Finalising the setup¶
Terraform will have automatically started the cluster software configuration step. It will run in the background and will take some time to complete. In the meantime, you can connect to the custer and follow its progress.
Final configuration step¶
You can log into the management node at yourusername@mgmtipaddress
,
using the IP address that terraform printed at the end of its run. You can forward
your SSH key
from your workstation to avoid copying the private key in to the cloud. First test
that you can talk to the SSH agent by asking it to list the keys:
$ ssh-add -L
Then connect to the managment node. For example:
$ ssh -A opc@130.61.43.69
Once logged in, you can run the finish
script:
[opc@mgmt ~]$ ./finish
It will most likely tell you that the nodes have not finished configuring.
If the finish
script is not there, wait a minute or two and it should appear.
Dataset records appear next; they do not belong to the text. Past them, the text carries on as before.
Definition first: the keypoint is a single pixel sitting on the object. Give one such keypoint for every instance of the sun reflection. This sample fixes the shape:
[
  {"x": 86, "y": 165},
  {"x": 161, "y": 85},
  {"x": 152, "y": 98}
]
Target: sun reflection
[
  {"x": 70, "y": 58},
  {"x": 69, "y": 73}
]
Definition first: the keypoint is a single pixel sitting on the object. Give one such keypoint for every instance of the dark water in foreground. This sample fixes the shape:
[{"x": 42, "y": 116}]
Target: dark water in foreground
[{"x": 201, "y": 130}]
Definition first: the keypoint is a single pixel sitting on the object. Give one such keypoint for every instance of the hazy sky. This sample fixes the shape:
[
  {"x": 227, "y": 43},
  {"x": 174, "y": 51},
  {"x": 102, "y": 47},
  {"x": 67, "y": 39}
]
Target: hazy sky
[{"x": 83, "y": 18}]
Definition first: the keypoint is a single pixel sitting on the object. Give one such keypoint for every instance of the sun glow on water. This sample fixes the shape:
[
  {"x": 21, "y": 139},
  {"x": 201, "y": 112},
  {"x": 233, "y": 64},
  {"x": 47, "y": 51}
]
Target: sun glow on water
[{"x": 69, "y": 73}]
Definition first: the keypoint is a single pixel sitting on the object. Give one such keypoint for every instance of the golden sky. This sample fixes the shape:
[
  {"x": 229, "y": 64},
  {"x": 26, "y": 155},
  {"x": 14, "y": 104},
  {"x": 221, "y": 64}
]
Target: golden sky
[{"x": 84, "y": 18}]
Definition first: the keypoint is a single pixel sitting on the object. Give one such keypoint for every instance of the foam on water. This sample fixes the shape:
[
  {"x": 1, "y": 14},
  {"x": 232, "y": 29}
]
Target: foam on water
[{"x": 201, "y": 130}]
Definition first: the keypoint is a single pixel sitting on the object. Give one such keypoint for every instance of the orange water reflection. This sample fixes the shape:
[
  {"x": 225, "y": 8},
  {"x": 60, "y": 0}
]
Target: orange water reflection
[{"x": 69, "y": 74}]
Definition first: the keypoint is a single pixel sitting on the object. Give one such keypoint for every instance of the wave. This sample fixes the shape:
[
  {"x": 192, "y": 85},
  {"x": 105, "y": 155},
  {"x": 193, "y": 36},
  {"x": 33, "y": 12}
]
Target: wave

To follow the progress, you can look at the file ansible-pull.log
in opc
’s home directory.
You can keep on running trying to run finish
until all nodes have finished configuring.
Once they have, you need to tell the system about what user accounts you want to create.
Copy the users.yml.example
file to users.yml
:
[opc@mgmt ~]$ cp users.yml.example users.yml
and edit it to contain the users you want.
For the key
attribute you can specify a URL of a file which contains a list of public keys (such as provided by GitHub)
or explicitly provide a public key inline.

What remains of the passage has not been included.